Uhm. It's Squire's birthday today. We're all very excited as he hasn't canceled it yet. There used to be a story around here somewhere about how he canceled his sixth birthday, but that sort of went away in the Great Blog Tragedy of 2006 (because I was writing this thing back in 2003, my friend, back when we kept blogs on typewriters) and so you'll just have to trust me that it's a really good story. But anyway he hasn't canceled this one, so apparently Friar and I are hosting a mess of boys (that's the collective noun, right?) at a bowling alley. We rented the whole bowling alley! Your 12th birthday was never so good, was it.

The funniest thing that happened in my brain this week was trying to theoretically explain Alanis Morisette's cover of "My Humps" to someone who has never heard the song or heard of Alanis Morisette; the Obvious Logical Comparison was "It's like if Sylvia Plath wrote a version of 'Hills Like White Elephants.'" It would be full of bloody clumps of hair and tissue and you would feel somewhat soiled after you read it.

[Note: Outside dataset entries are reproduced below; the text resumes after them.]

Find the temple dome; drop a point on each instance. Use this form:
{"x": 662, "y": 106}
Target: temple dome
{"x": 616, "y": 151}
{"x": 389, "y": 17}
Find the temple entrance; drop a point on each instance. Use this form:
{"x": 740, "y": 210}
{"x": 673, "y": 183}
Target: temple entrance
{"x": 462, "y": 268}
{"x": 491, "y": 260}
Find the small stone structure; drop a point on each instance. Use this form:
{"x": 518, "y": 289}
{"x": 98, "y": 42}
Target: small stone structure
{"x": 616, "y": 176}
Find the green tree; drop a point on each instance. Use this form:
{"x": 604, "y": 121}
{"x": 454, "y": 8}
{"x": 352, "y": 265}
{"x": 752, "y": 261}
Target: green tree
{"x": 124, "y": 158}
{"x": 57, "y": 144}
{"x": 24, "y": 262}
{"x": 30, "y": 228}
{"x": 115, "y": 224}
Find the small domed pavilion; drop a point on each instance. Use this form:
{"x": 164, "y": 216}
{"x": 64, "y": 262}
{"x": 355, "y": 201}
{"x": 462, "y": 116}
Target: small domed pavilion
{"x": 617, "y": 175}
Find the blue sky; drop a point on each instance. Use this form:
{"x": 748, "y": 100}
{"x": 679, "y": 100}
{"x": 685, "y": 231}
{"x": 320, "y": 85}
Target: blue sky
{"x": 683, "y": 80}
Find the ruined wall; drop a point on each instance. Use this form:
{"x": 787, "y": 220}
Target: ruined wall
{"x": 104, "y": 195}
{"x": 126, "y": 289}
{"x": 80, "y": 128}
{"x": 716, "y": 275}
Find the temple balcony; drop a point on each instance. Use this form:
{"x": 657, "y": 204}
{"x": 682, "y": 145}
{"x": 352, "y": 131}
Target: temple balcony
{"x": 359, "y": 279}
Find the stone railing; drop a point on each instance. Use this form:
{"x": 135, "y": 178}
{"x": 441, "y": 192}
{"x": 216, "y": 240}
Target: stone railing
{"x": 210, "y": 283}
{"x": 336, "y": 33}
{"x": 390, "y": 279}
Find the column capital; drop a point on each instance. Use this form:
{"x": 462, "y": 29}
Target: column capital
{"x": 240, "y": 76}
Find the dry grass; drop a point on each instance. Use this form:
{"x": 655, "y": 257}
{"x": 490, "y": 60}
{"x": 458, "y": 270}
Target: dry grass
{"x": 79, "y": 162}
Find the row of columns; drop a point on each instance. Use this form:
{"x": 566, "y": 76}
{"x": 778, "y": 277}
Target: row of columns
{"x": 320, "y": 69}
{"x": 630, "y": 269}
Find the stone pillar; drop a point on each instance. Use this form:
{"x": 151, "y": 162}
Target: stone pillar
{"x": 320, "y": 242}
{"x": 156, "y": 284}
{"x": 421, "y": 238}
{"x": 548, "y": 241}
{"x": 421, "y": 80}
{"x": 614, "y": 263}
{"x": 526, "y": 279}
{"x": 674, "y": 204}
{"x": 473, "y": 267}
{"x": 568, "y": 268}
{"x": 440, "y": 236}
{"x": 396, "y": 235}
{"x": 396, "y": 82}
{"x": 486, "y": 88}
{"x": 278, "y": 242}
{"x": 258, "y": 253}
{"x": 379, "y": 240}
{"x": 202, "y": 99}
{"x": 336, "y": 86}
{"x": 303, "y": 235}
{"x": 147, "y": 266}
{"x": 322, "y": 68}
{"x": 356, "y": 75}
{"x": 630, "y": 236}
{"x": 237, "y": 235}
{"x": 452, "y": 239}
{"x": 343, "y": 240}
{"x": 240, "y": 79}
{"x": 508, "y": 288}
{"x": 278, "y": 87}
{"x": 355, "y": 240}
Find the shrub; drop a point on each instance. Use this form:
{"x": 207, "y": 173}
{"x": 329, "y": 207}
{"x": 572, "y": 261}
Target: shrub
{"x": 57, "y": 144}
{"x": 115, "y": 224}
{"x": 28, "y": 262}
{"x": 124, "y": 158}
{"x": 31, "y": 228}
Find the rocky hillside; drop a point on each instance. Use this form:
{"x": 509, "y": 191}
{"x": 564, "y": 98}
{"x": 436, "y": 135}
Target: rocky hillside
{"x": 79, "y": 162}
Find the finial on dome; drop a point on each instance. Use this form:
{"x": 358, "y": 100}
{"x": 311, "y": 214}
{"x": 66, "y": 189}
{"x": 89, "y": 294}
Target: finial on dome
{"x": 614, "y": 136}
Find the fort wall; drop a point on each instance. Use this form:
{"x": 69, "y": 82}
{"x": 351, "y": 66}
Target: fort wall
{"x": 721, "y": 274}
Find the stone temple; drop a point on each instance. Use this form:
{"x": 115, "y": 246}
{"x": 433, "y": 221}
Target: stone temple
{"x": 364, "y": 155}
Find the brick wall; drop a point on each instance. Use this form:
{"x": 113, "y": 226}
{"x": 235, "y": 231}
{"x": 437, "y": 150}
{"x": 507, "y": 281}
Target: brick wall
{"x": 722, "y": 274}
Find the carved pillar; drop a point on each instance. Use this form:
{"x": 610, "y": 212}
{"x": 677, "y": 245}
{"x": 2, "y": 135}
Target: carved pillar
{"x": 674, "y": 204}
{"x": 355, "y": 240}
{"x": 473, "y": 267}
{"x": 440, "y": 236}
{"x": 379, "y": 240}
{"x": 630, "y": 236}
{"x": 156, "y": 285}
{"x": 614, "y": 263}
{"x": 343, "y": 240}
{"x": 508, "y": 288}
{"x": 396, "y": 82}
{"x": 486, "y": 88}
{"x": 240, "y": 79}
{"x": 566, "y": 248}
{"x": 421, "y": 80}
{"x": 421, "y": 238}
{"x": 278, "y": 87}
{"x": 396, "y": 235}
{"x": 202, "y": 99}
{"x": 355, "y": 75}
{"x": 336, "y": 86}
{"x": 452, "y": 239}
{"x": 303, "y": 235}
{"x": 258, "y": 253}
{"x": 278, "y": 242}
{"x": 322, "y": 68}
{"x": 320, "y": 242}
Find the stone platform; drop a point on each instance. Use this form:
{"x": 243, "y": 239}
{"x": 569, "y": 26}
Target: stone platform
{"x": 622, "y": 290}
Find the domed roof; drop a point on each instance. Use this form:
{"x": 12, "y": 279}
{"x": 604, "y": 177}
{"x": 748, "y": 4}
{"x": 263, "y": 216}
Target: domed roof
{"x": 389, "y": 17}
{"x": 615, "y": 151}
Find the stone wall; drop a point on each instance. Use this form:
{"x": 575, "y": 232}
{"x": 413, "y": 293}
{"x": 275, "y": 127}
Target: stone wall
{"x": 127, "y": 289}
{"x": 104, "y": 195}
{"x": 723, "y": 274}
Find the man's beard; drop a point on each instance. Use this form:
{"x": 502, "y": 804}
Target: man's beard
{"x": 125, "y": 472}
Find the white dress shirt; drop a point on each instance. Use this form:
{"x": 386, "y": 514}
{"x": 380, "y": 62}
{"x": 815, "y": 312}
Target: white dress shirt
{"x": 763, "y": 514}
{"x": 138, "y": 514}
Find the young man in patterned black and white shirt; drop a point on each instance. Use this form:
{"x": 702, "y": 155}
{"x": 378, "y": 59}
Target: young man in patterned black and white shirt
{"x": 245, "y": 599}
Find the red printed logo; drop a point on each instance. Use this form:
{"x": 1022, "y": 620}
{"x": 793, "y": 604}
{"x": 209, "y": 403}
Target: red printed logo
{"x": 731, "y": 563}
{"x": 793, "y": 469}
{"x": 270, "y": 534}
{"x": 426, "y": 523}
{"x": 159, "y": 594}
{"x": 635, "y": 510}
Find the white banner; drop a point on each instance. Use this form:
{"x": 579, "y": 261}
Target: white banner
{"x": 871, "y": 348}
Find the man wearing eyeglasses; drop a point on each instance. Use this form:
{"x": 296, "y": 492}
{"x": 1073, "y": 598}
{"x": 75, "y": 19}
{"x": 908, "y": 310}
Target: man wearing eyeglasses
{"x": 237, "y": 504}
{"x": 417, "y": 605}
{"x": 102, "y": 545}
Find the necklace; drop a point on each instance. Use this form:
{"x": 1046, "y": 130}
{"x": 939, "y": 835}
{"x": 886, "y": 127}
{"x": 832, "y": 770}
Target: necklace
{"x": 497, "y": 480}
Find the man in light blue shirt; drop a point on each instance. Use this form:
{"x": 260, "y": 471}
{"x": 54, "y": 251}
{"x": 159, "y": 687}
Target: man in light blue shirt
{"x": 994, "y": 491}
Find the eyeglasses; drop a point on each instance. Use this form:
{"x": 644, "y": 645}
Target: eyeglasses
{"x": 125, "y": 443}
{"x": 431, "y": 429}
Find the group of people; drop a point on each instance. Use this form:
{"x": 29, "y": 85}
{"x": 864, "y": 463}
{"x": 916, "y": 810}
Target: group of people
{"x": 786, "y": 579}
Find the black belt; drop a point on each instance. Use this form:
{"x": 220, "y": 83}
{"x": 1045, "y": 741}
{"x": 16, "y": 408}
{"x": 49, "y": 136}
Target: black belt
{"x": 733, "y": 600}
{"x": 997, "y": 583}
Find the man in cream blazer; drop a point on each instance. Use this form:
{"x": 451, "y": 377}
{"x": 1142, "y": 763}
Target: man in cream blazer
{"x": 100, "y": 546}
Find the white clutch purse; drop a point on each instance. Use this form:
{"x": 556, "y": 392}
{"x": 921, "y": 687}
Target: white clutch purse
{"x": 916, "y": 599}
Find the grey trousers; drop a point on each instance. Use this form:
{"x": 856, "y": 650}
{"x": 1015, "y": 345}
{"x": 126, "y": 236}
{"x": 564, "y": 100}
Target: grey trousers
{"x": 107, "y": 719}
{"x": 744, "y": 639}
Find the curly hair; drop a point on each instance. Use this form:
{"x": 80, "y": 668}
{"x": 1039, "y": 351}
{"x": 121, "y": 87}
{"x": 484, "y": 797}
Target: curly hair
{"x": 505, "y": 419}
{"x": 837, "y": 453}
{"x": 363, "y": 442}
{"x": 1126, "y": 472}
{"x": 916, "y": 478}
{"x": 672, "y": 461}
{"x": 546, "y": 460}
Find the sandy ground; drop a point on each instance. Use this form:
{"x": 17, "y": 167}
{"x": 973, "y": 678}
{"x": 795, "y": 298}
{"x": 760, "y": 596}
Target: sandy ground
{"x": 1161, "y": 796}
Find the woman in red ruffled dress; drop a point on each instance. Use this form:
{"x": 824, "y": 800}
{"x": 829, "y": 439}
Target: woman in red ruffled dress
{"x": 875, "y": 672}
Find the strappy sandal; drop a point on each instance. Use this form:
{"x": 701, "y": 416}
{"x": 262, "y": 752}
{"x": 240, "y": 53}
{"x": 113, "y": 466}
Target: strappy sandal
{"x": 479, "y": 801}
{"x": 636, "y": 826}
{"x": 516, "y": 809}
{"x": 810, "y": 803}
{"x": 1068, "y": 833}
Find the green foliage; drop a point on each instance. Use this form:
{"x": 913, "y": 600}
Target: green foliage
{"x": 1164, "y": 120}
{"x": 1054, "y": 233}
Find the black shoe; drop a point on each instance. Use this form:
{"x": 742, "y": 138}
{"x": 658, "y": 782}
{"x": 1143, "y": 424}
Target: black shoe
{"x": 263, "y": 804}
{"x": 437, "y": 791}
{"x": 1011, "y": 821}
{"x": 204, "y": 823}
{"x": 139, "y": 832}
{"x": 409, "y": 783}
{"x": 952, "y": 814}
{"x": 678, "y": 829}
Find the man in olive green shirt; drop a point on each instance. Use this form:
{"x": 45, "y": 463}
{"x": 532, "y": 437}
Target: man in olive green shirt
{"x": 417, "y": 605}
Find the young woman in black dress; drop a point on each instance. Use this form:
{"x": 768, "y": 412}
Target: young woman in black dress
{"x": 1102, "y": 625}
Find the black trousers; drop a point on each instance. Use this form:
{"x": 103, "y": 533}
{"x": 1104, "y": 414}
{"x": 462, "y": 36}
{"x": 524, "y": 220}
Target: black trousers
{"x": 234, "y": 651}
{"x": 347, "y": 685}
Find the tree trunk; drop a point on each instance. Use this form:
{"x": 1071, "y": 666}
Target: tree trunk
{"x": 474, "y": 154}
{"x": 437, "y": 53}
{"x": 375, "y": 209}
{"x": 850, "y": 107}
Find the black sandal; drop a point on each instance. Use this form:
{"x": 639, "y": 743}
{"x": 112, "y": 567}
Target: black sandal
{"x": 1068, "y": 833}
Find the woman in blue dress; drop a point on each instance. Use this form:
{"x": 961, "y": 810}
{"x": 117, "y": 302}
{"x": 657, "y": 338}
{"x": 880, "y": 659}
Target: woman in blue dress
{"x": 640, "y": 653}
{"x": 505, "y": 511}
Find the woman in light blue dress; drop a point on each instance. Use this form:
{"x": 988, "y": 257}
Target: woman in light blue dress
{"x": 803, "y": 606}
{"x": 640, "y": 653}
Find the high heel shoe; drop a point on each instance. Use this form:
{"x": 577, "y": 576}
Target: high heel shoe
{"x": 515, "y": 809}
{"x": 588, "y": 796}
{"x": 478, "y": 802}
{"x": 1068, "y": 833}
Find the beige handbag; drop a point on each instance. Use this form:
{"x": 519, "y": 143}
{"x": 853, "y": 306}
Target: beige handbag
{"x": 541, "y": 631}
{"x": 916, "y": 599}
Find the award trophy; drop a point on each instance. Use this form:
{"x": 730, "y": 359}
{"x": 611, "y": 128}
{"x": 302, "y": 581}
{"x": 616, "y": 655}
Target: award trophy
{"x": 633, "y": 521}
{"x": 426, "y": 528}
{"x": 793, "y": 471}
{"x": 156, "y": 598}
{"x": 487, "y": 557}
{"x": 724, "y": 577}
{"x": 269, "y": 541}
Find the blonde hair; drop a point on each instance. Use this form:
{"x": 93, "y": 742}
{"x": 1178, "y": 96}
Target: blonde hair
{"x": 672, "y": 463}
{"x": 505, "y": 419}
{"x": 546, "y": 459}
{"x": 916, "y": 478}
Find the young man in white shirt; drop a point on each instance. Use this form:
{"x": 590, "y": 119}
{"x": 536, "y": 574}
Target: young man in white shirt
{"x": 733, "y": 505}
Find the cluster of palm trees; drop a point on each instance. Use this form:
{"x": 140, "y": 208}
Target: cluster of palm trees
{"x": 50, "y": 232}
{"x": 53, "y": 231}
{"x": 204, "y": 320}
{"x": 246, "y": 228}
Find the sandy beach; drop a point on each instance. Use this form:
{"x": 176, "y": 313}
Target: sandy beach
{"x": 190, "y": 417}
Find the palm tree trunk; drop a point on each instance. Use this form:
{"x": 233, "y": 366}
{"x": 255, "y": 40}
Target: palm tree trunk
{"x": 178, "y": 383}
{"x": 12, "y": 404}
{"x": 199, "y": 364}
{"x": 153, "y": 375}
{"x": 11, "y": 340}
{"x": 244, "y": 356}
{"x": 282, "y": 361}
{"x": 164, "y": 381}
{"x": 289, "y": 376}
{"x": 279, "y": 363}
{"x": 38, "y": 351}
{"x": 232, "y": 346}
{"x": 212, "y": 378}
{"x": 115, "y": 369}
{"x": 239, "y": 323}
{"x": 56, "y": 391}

I think I have time to shave my head before the party. The hair (though not in bloody clumps) is getting Really Long, like possibly even 2 inches, and it looks ridiculous when I take off my hat. Am I more likely to scare the kiddies if I'm bald, or if I have hat head? These are the times that try my soul. I won't speak for the rest of humanity.

holey underpants, batman!

We were going to go to the cottage last weekend but then I had this
dream about squatters and I couldn't face them so we didn't go. I
wanted to make a Productive Weekend to compensate, so we stayed home
and did Important Things like figure out why my pretty iPod hates me
and I closed out all the 2008 paperwork.

And I cleaned out the closet. I am ratty girl who works in her ratty jammies and that's how it is.
But sometimes I start thinking maybe all my clothes don't have to
be so ripped punk rock and I go on a rampage. Such it was this weekend. And when I
had a bag full of horrific nasties I gave them to Squire to take down
to the trash.

Wow, this is kind of harder to tell than I thought. Okay so the way
trash goes here is you obviously take your plastic, glass, and paper to
the recycling. Then you put IN the trash can the things that are trash.
You put NEXT TO or ON TOP OF the trash can the things that are trash
for you but might be treasures for others. I have a certain amount of
pleasure in running stuff down to the NEXT TO trash and then waiting to
see how long it takes to disappear. In particular outgrown clothes are
fun to watch: when you have a kid, they outgrow shoes at an amazing
rate, and since I don't feel like dealing with second-hand stores we
just put the shoes by the trash and pouf! Gone!

But these clothes were not for anybody but the trash man. I mean: who wants toeless socks? So Squire went down to the trash cans but they were full. So he came
back up with the bag of clothes. And I said: just stuff it on top. But
he misunderstood, I guess, and so he placed the bag on top of the trash
can.

And this morning I woke up to watch the trash men take things away and
there were my rip torn underpants all draped all over. Like somebody
went through this bag of old socks, torn sweats, and nasty old
underpants and draped them out nicely for the next customer.

I don't even know if I can show my face in the neighborhood again. That is all.